While we're trying to figure out why Mexico's government is acting like a secular Taliban, it starts laying emotional pipe. We meet José (Mauricio Kuri), a rascally boy pushed into serving Father Christopher (O'Toole) after playing a practical joke on him. The lovable old padre thinks Joselito will make a good altar boy, if the Federales don't shut his church down and kill him first -- which they do. Non-violent resistance against the Calles Laws fails, and another revolution erupts as Catholics are drawn to war in the face of seeing clergy and parishioners harassed and killed.
Shift to Enrique Gorostieta (Garcia), a secular retired general now running a soap factory. The Cristero forces need his expertise for organization and tactics. Going back to war -- especially for the Catholic cause -- doesn't particularly interest him, but a good paycheck helps. The new jefe insists on fighting with honor. Try selling that one to bands of guerrilla banditos who don't need no stinkin' badges.
The film nearly forgets about José until it needs more dramatic pull. He runs off to join the rebels and ends up under the general's wing. This is when the film starts finding some velocity. Gorostieta gets a few victories and wins respect from a reluctant bandito leader. And somehow, he starts drawing closer to GOD. Behind the scenes, U.S.-Mexican relations get a discussion over breakfast and adult beverages as American ambassador Dwight Morrow (Bruce Greenwood) is more interested in protecting U.S. oil interests than ending a conflict he's clueless about.

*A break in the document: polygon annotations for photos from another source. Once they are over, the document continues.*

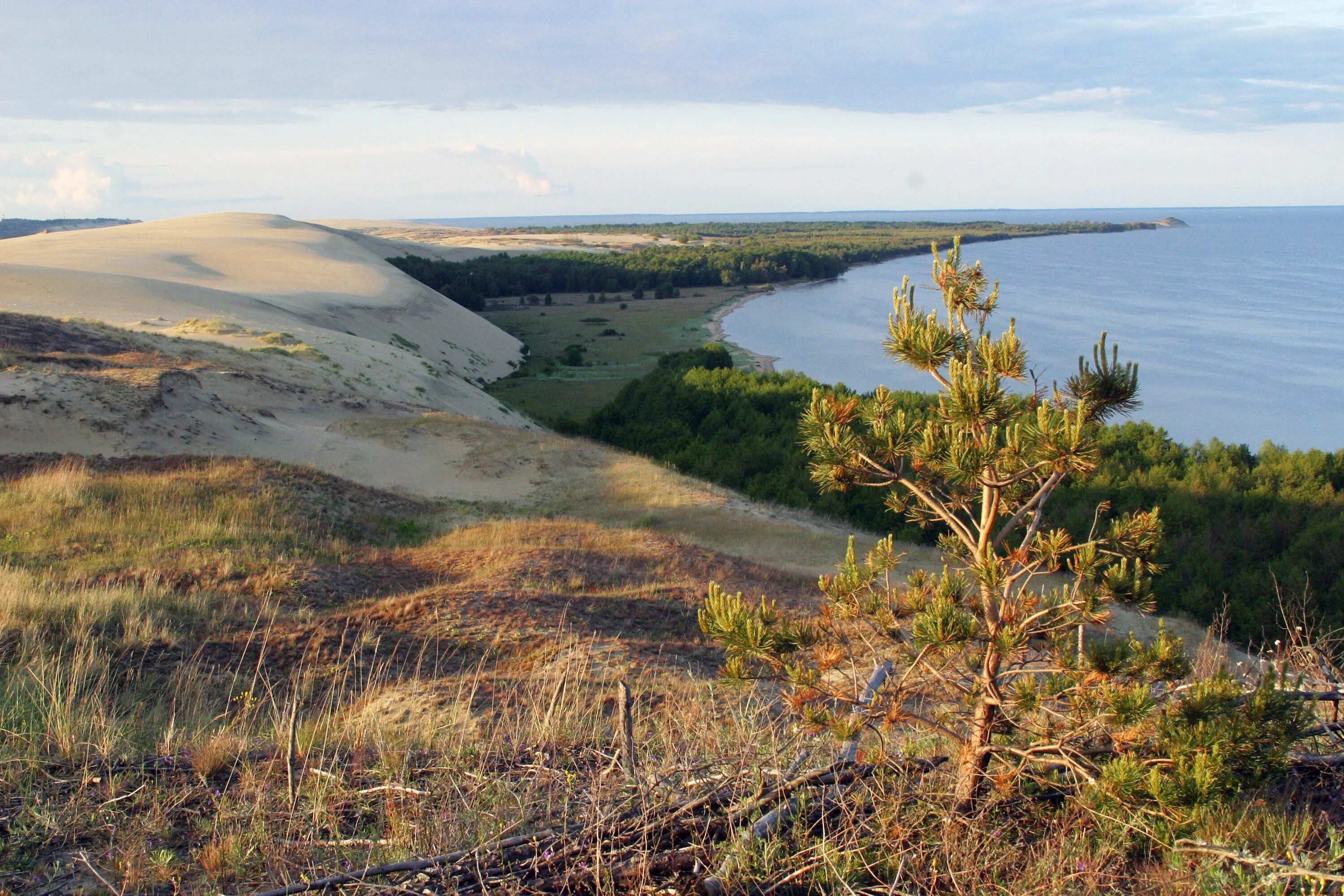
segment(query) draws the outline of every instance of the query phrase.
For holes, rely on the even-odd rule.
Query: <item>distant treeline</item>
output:
[[[876,489],[820,494],[798,447],[798,416],[814,380],[798,373],[732,369],[720,347],[664,357],[587,420],[566,429],[667,461],[747,496],[809,508],[874,532],[931,543],[882,506]],[[934,396],[899,392],[915,412]],[[1227,599],[1235,638],[1273,637],[1275,584],[1310,592],[1317,618],[1344,625],[1344,450],[1259,453],[1220,442],[1184,446],[1150,423],[1122,423],[1102,434],[1102,463],[1086,482],[1056,492],[1051,525],[1078,536],[1097,505],[1130,510],[1161,506],[1167,541],[1156,579],[1159,609],[1210,621]]]
[[[629,290],[641,294],[657,293],[661,297],[669,294],[671,289],[683,286],[737,286],[793,278],[823,279],[839,277],[851,265],[927,253],[930,242],[946,244],[958,234],[964,243],[976,243],[1052,234],[1118,232],[1133,230],[1140,224],[823,222],[820,224],[695,224],[694,227],[696,238],[722,239],[703,244],[644,246],[629,253],[558,251],[526,255],[500,253],[464,262],[407,255],[387,261],[460,305],[481,310],[485,308],[485,300],[528,293]],[[601,231],[601,227],[575,230],[594,232]],[[645,231],[638,230],[638,232]],[[689,236],[691,231],[687,234]]]
[[[751,236],[778,236],[781,234],[876,234],[879,236],[915,234],[921,238],[938,231],[1005,232],[1013,236],[1036,234],[1111,234],[1125,230],[1153,230],[1150,222],[1111,224],[1106,222],[1070,220],[1059,224],[1005,224],[1001,220],[769,220],[769,222],[664,222],[659,224],[564,224],[556,227],[491,228],[507,234],[648,234],[656,236],[689,236],[747,239]]]

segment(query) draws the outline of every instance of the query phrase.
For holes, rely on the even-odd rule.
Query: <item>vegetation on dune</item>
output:
[[[632,290],[634,298],[646,293],[653,298],[668,298],[675,290],[687,286],[737,286],[839,277],[851,265],[911,255],[922,251],[930,239],[946,240],[954,234],[970,243],[1051,234],[1113,232],[1132,227],[1138,224],[695,224],[681,227],[677,232],[694,232],[696,239],[716,239],[696,246],[642,246],[629,253],[500,253],[465,262],[407,255],[387,261],[460,305],[482,310],[488,298],[528,293]],[[636,232],[642,230],[636,228]]]
[[[1161,488],[1328,508],[1312,484],[1335,488],[1335,459],[1109,424],[1137,379],[1103,344],[1059,391],[1008,391],[1025,352],[989,333],[996,296],[957,249],[946,314],[898,290],[887,344],[937,394],[747,375],[714,347],[593,418],[937,537],[946,566],[905,582],[890,537],[851,547],[820,604],[632,520],[707,528],[728,496],[628,455],[532,505],[546,519],[460,528],[281,463],[5,458],[0,889],[1337,892],[1344,672],[1310,607],[1249,668],[1218,631],[1191,657],[1164,627],[1085,629],[1173,574],[1193,510],[1159,516]],[[630,528],[559,516],[583,502]],[[716,519],[784,563],[804,543],[767,516]]]
[[[707,579],[769,592],[781,613],[808,606],[808,583],[649,531],[547,519],[429,536],[402,525],[422,519],[414,502],[251,461],[24,458],[0,508],[15,535],[0,576],[9,891],[258,892],[419,857],[348,891],[714,877],[771,892],[1216,893],[1269,873],[1156,856],[1105,823],[1110,790],[1060,799],[1067,772],[1048,768],[1039,790],[949,826],[935,739],[866,736],[832,768],[780,724],[775,690],[712,680],[695,618]],[[1177,649],[1093,653],[1087,668],[1133,697],[1172,674]],[[1285,653],[1289,678],[1294,664]],[[618,677],[634,692],[633,775]],[[1267,743],[1234,756],[1263,783],[1231,799],[1216,779],[1198,813],[1132,770],[1105,787],[1187,813],[1177,833],[1333,868],[1320,811],[1333,791],[1275,776],[1279,740],[1243,737],[1285,727],[1274,696],[1242,711],[1219,686],[1145,736],[1206,763],[1203,744],[1228,732]],[[750,834],[773,807],[788,819]]]
[[[880,387],[864,398],[816,390],[800,429],[814,481],[874,488],[892,512],[938,523],[948,566],[900,586],[890,537],[862,564],[851,548],[821,578],[813,614],[711,584],[700,627],[724,647],[723,674],[778,688],[793,729],[833,737],[841,760],[867,731],[883,750],[950,750],[946,805],[957,815],[1048,794],[1145,850],[1191,848],[1211,814],[1282,779],[1290,759],[1333,766],[1340,756],[1292,754],[1329,727],[1312,701],[1341,697],[1339,669],[1309,646],[1290,678],[1282,652],[1278,665],[1196,672],[1164,629],[1148,643],[1085,638],[1111,603],[1152,610],[1163,572],[1156,508],[1107,521],[1102,502],[1085,540],[1046,527],[1056,489],[1097,469],[1105,419],[1137,406],[1137,368],[1107,357],[1102,334],[1094,363],[1062,388],[1008,392],[1005,380],[1025,379],[1027,355],[1011,322],[988,329],[997,286],[986,289],[978,263],[960,263],[960,244],[934,253],[945,316],[917,309],[907,281],[886,348],[931,375],[937,406],[911,414]]]
[[[731,369],[718,347],[665,356],[570,431],[640,451],[684,473],[761,501],[808,508],[898,540],[935,543],[945,527],[921,528],[886,512],[872,489],[824,493],[808,473],[798,418],[820,383],[796,372]],[[849,395],[841,390],[841,394]],[[910,414],[935,398],[892,392]],[[1305,592],[1314,618],[1344,625],[1344,450],[1288,451],[1266,443],[1183,446],[1150,423],[1097,433],[1097,469],[1060,485],[1047,524],[1085,539],[1097,505],[1117,512],[1163,508],[1165,539],[1154,579],[1161,613],[1204,623],[1223,615],[1242,643],[1282,634],[1277,591]]]
[[[798,445],[798,416],[818,386],[792,372],[737,369],[726,348],[710,344],[664,356],[609,404],[581,423],[560,422],[560,429],[665,461],[758,501],[808,508],[874,532],[890,528],[894,520],[876,492],[824,493],[812,481]],[[918,412],[933,398],[898,392],[892,400]],[[921,540],[925,533],[909,524],[896,535]]]

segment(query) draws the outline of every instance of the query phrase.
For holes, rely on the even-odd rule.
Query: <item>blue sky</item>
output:
[[[0,214],[1344,204],[1344,4],[7,0]]]

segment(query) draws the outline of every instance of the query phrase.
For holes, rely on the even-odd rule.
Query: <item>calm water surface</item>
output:
[[[996,330],[1016,317],[1043,383],[1063,380],[1101,330],[1138,361],[1134,415],[1183,442],[1344,446],[1344,208],[1154,208],[919,214],[1008,222],[1156,220],[1188,228],[974,243],[1001,281]],[[929,390],[882,352],[891,289],[930,285],[930,258],[855,267],[728,314],[728,340],[825,383]],[[917,290],[926,308],[938,293]]]

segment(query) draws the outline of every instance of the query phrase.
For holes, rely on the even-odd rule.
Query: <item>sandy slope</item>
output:
[[[402,250],[384,243],[250,214],[38,234],[0,242],[0,309],[297,347],[349,392],[523,424],[477,388],[519,341],[388,265]]]

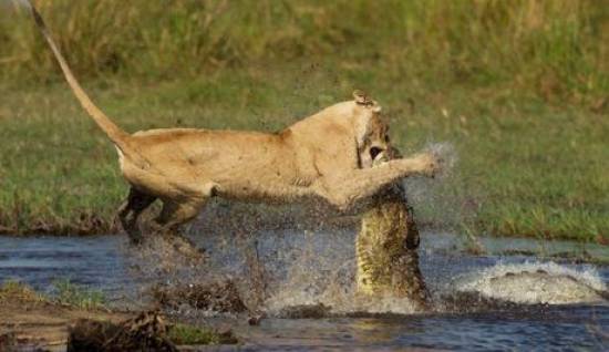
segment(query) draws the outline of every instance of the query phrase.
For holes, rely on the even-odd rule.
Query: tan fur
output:
[[[410,175],[431,176],[438,167],[430,154],[395,159],[370,168],[386,149],[386,125],[380,106],[361,92],[287,127],[281,133],[165,128],[120,130],[89,99],[31,7],[37,24],[53,50],[74,94],[116,145],[121,170],[131,184],[120,218],[138,238],[137,217],[155,199],[163,210],[155,222],[174,229],[193,219],[211,196],[260,201],[322,199],[349,209],[384,185]]]

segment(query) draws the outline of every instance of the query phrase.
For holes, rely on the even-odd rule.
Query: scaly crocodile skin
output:
[[[382,162],[378,158],[374,164]],[[419,241],[403,186],[389,186],[362,216],[355,244],[358,291],[409,298],[426,306],[429,293],[419,269]]]

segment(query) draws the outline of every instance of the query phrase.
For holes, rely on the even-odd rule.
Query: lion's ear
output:
[[[370,99],[370,96],[368,96],[368,94],[365,94],[364,91],[354,90],[353,91],[353,100],[355,100],[355,103],[358,105],[363,105],[363,106],[367,106],[367,107],[371,107],[372,112],[374,112],[374,113],[380,113],[381,112],[381,106],[375,101]]]
[[[364,91],[360,91],[360,90],[354,90],[353,91],[353,99],[355,100],[355,103],[360,104],[360,105],[370,105],[372,104],[372,100],[370,100],[370,97],[368,96],[368,94],[365,94]]]

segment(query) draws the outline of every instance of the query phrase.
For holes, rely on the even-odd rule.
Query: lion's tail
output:
[[[136,162],[140,165],[147,164],[140,153],[135,151],[134,147],[130,144],[130,137],[131,135],[126,133],[125,131],[121,130],[115,123],[113,123],[110,117],[107,117],[95,104],[91,101],[89,95],[84,92],[84,90],[81,87],[79,81],[74,77],[74,74],[72,73],[72,70],[68,65],[68,62],[63,58],[61,51],[59,50],[58,45],[53,41],[53,38],[51,37],[51,33],[49,29],[47,28],[47,24],[44,23],[44,20],[38,12],[38,10],[34,8],[34,6],[28,1],[28,7],[30,8],[32,15],[34,18],[34,21],[42,32],[42,35],[49,43],[49,46],[51,46],[51,50],[53,51],[53,54],[55,55],[55,59],[58,60],[61,71],[63,72],[63,75],[65,80],[68,81],[68,84],[70,84],[70,87],[74,92],[74,95],[81,103],[82,107],[89,113],[89,115],[95,121],[97,126],[102,128],[102,131],[109,136],[109,138],[116,145],[116,147],[128,158],[131,158],[133,162]]]

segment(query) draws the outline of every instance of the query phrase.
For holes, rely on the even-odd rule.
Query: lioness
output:
[[[276,134],[163,128],[128,134],[116,126],[80,86],[37,9],[31,13],[74,95],[118,151],[131,189],[120,208],[121,222],[141,239],[140,214],[155,199],[163,209],[154,220],[163,231],[193,219],[211,196],[261,201],[320,198],[339,209],[410,175],[433,174],[431,154],[370,168],[388,148],[381,107],[362,93],[303,118]],[[370,153],[363,153],[363,148]]]

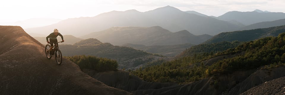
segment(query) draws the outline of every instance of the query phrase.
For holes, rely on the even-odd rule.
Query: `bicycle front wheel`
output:
[[[49,50],[50,48],[50,44],[47,44],[45,45],[45,56],[47,56],[47,58],[49,59],[50,59],[50,58],[51,58],[51,56],[50,55],[51,52]]]
[[[57,49],[56,50],[55,56],[56,63],[58,65],[60,65],[62,61],[62,55],[61,55],[61,52],[60,51],[60,50]]]

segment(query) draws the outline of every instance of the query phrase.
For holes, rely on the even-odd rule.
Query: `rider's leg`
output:
[[[50,51],[51,51],[53,50],[53,43],[52,42],[50,43]]]

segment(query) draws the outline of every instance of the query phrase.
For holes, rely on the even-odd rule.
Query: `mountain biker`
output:
[[[58,36],[61,37],[61,40],[62,40],[62,41],[63,42],[64,42],[64,40],[63,40],[63,36],[62,36],[60,33],[58,33],[58,30],[57,28],[55,28],[53,30],[53,32],[52,33],[47,37],[47,42],[48,44],[50,44],[51,46],[50,49],[50,50],[52,50],[53,49],[53,43],[57,42],[57,39],[56,39],[56,37]],[[48,38],[50,38],[50,42],[48,41]],[[55,43],[54,44],[58,45],[58,43]]]

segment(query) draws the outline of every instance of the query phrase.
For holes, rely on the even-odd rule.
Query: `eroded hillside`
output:
[[[19,26],[0,26],[1,94],[126,95],[64,58],[45,58],[44,47]]]

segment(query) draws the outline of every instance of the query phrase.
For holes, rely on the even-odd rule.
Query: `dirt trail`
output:
[[[1,94],[131,94],[90,77],[66,59],[60,65],[54,56],[47,59],[44,46],[20,26],[0,26],[0,43]]]

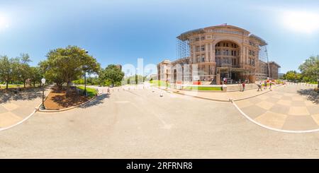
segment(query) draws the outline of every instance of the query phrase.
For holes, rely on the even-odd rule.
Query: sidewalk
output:
[[[282,85],[274,85],[273,89]],[[161,88],[161,89],[164,89],[164,88]],[[172,91],[174,93],[181,94],[185,95],[189,95],[194,97],[220,101],[220,102],[231,102],[231,100],[237,101],[245,100],[247,98],[255,97],[259,95],[262,95],[269,92],[269,89],[262,90],[262,91],[257,91],[257,90],[249,90],[244,92],[235,91],[235,92],[201,92],[201,91],[186,91],[180,90],[177,89],[168,88],[167,90]]]
[[[45,91],[46,95],[48,90]],[[31,114],[42,102],[41,88],[0,95],[0,129],[16,124]]]

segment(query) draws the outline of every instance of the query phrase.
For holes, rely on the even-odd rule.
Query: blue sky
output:
[[[0,0],[0,55],[28,53],[36,65],[77,45],[103,67],[157,64],[177,58],[181,32],[225,23],[265,40],[281,72],[319,54],[318,1]]]

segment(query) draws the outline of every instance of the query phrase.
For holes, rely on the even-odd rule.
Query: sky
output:
[[[181,33],[223,23],[266,40],[281,73],[319,54],[315,0],[0,0],[0,55],[28,53],[36,66],[50,50],[77,45],[102,67],[157,64],[177,58]]]

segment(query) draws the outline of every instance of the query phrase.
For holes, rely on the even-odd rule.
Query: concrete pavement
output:
[[[287,131],[319,129],[319,100],[312,88],[288,85],[248,100],[235,102],[258,123]]]
[[[0,95],[0,129],[16,124],[30,115],[42,102],[40,88]]]

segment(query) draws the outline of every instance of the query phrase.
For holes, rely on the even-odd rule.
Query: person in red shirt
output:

For Greater Glory's problem is that it displays too many tendencies of a propaganda film: distilling the conflict down into a straight morality play. The film does devote one brief scene to a Cristero atrocity of burning innocent civilians on a train, but it also leaves out the assassination of Mexican President-elect Álvaro Obregón by a Catholic radical, who was set to become President Calles successor.
The film works when it sticks to the innocence of José and the religious epiphany of Gorostieta. It really works when its characters try to understand where GOD is in any of this. My favorite sequence shows a rebel leader -- who is also a priest -- explaining to the general why bad things happen to good people. Hollywood doesn't do well in explaining that. But this film wasn't made in Hollywood; hecho en Mexico.